According to a Vatican statement issued at that time, the Pope invited representatives of the main religions, international organizations and various humanitarian institutions, as well as key figures from the world of politics, economics and academia, and prominent athletes, scientists and sociologists to sign a “Global Pact on Education” so as to “hand on to younger generations a united and fraternal common home.”

“This,” said the Pope in a video message to launch the initiative, “will result in men and women who are open, responsible, prepared to listen, dialogue and reflect with others, and capable of weaving relationships with families, between generations, and with civil society, and thus to create a new humanism.”

Quoting one of Hillary Clinton’s favorite sayings, “It takes a village to raise a child,” Pope Francis asserted the need to create an “educational village,” in which “all people, according to their respective roles, share the task of forming a network of open, human relationships.”

The Pope continued in his message that in order to reach these “global objectives,” as an “educating village” we must “have the courage to place the human person at the center.”

Commenting on this, Mother Miriam, foundress of the religious community Daughters of Mary, Mother of Israel's Hope, said on her Sept. 16, 2019, podcast that such an educational village would “once and for all destroy the family and the human race.”

“The Pope said that in order to reach these global objectives as an educating village, we must ‘have the courage to place the human person at the centre.’ Isn't that what is wrong with our world today? Instead of placing Christ at the centre, we place man at the center,” she said.

“Some of these words sound very nice. And the demon appears as an ‘angel of light.’ Am I saying the Pope is demonic? No.
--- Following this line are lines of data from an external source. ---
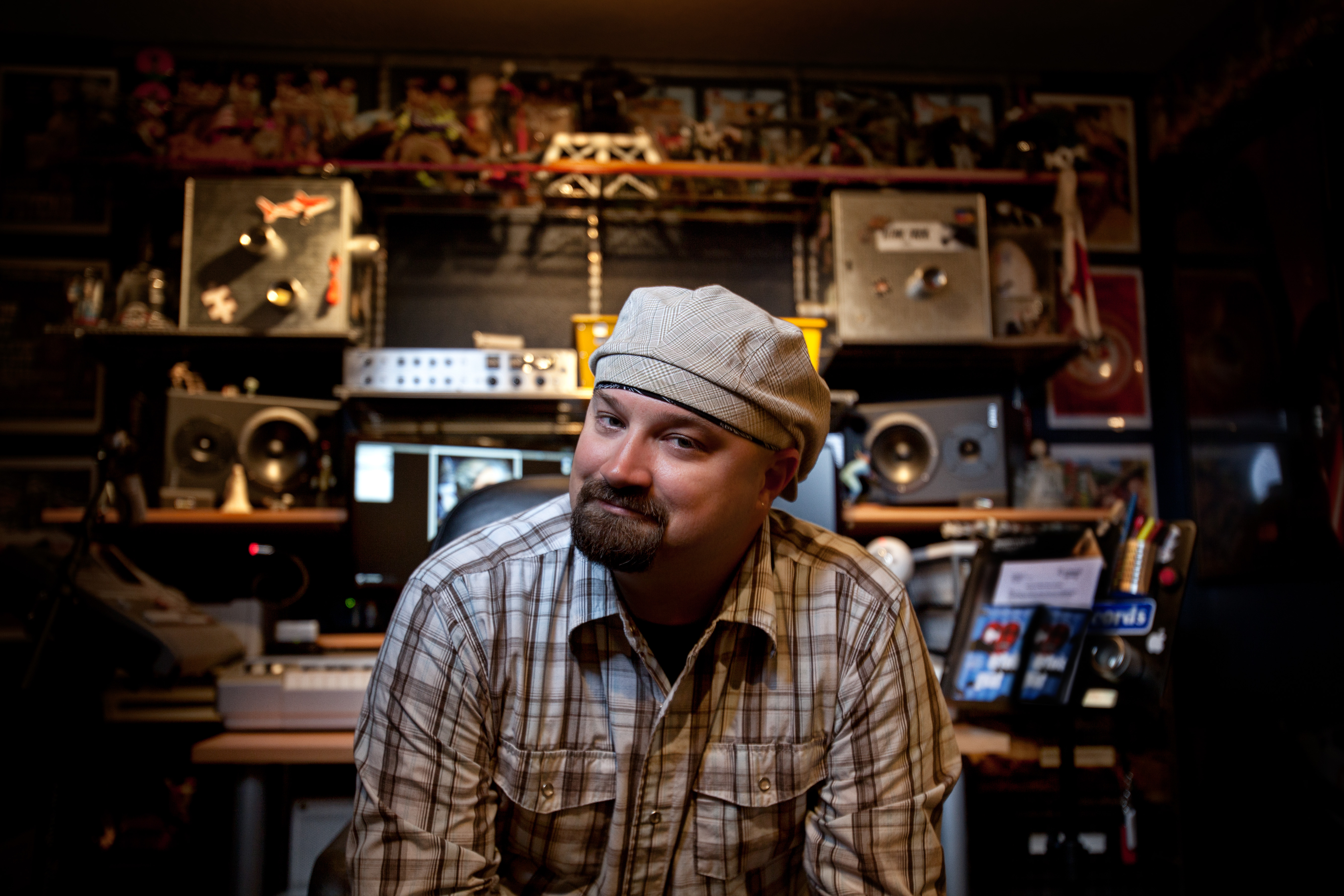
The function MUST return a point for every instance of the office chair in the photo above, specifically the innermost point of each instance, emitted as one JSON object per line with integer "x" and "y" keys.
{"x": 480, "y": 508}
{"x": 495, "y": 503}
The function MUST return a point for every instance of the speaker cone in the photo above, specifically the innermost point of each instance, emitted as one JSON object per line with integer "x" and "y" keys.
{"x": 275, "y": 447}
{"x": 203, "y": 447}
{"x": 972, "y": 451}
{"x": 904, "y": 452}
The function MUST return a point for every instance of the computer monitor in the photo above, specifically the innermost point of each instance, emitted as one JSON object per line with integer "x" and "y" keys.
{"x": 402, "y": 491}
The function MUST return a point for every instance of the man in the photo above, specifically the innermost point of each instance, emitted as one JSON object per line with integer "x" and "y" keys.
{"x": 670, "y": 688}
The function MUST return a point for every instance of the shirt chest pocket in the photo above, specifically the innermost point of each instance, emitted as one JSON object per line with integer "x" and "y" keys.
{"x": 562, "y": 803}
{"x": 750, "y": 801}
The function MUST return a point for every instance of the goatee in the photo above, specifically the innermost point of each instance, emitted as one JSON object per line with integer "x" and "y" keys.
{"x": 620, "y": 543}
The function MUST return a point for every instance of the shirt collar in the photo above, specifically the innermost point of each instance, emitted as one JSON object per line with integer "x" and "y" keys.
{"x": 750, "y": 598}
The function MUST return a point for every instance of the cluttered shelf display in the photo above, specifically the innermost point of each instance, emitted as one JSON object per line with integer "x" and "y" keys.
{"x": 463, "y": 129}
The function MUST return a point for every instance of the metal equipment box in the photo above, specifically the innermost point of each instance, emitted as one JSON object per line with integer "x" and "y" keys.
{"x": 912, "y": 268}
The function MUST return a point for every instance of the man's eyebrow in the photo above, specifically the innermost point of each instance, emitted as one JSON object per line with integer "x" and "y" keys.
{"x": 673, "y": 414}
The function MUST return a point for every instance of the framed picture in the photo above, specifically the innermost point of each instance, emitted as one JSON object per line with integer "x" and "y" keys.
{"x": 49, "y": 383}
{"x": 1230, "y": 352}
{"x": 1097, "y": 475}
{"x": 56, "y": 123}
{"x": 1107, "y": 386}
{"x": 29, "y": 486}
{"x": 1105, "y": 127}
{"x": 953, "y": 131}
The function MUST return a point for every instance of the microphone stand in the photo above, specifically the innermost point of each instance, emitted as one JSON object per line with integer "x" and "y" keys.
{"x": 115, "y": 463}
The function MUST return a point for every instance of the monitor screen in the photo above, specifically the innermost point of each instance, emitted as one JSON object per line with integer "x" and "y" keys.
{"x": 402, "y": 492}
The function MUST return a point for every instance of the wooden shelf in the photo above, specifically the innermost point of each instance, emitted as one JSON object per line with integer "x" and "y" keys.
{"x": 351, "y": 641}
{"x": 677, "y": 168}
{"x": 875, "y": 519}
{"x": 81, "y": 331}
{"x": 276, "y": 747}
{"x": 167, "y": 516}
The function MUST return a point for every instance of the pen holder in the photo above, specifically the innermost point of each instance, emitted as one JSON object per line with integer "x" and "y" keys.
{"x": 1136, "y": 569}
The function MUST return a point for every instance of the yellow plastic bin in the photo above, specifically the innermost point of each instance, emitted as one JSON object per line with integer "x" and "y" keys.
{"x": 811, "y": 328}
{"x": 591, "y": 331}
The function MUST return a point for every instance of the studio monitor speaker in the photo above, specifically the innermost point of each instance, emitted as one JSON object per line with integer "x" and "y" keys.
{"x": 275, "y": 440}
{"x": 935, "y": 452}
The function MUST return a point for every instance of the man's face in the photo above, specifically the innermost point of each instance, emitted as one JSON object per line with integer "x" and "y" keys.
{"x": 652, "y": 479}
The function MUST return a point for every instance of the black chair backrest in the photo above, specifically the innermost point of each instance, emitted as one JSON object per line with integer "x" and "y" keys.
{"x": 495, "y": 503}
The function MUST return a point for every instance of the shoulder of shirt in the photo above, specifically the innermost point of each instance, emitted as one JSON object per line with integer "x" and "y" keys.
{"x": 535, "y": 532}
{"x": 808, "y": 545}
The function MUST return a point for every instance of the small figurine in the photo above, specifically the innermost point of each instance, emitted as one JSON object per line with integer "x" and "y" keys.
{"x": 85, "y": 293}
{"x": 183, "y": 378}
{"x": 220, "y": 304}
{"x": 854, "y": 473}
{"x": 1041, "y": 483}
{"x": 334, "y": 284}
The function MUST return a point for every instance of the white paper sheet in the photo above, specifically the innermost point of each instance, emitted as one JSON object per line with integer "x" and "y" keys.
{"x": 1070, "y": 582}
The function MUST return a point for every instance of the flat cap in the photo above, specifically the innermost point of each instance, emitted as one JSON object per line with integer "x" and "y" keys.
{"x": 718, "y": 355}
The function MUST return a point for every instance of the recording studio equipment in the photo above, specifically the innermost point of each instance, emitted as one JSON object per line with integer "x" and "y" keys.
{"x": 402, "y": 492}
{"x": 460, "y": 371}
{"x": 912, "y": 268}
{"x": 295, "y": 694}
{"x": 268, "y": 254}
{"x": 273, "y": 438}
{"x": 935, "y": 452}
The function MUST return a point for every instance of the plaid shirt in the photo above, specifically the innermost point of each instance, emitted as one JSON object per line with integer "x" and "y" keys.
{"x": 519, "y": 735}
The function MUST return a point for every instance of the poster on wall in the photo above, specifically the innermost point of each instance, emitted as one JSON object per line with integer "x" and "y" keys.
{"x": 1105, "y": 128}
{"x": 1096, "y": 476}
{"x": 1105, "y": 387}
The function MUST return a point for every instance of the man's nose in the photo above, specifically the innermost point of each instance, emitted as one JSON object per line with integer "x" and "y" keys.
{"x": 631, "y": 464}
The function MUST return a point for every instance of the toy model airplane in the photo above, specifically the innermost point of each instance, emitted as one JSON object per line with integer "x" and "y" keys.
{"x": 302, "y": 206}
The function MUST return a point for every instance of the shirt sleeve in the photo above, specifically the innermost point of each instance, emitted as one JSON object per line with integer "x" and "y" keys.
{"x": 890, "y": 765}
{"x": 424, "y": 806}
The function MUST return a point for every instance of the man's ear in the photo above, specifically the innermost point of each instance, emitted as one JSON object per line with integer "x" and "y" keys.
{"x": 780, "y": 473}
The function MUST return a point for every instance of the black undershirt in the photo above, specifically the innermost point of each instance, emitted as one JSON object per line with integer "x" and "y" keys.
{"x": 671, "y": 645}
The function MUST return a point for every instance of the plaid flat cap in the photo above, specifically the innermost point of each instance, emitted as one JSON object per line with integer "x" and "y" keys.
{"x": 718, "y": 355}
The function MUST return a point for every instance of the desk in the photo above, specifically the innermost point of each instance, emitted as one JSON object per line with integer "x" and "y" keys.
{"x": 250, "y": 750}
{"x": 276, "y": 749}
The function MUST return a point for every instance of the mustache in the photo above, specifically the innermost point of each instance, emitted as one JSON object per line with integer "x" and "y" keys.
{"x": 632, "y": 499}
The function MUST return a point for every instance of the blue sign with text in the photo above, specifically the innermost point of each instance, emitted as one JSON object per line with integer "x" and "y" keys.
{"x": 1132, "y": 617}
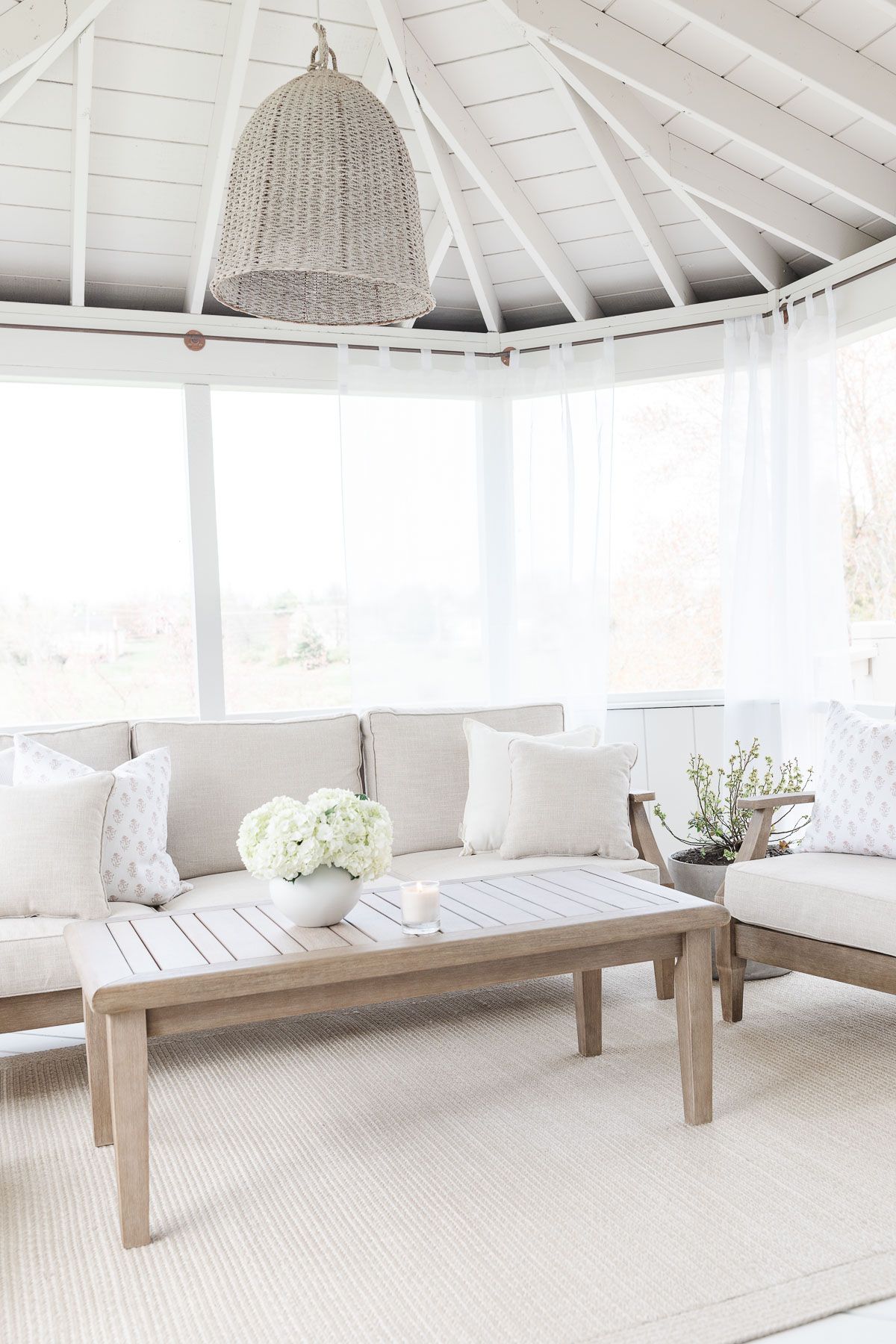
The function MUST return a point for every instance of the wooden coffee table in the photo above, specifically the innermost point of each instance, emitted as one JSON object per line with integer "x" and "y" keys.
{"x": 161, "y": 974}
I’m saying what he’s proposing is demonic,” she added elsewhere in her podcast.

It was also during the Pope’s announcement of the “global pact” that he referenced the “Document on Human Fraternity and World Peace for Living Together” which he signed with the Grand Imam of Al-Azhar in Abu Dhabi in February, 2019. The Abu Dhabi document caused controversy for stating, among other things, that the “diversity of religions” is “willed by God.”

In his interview with The Wanderer, Cardinal Burke criticized the notion of a one-world government.

“The idea of a one-world government is fundamentally the same phenomenon that was displayed by the builders of the Tower of Babel who presumed to exercise the power of God on earth to unite heaven with earth, which is simply incorrect,” he said.

“What we truly need is a religious conversion, in other words, a strong teaching and practice of faith in God and obedience to the order with which He has created us,” he added.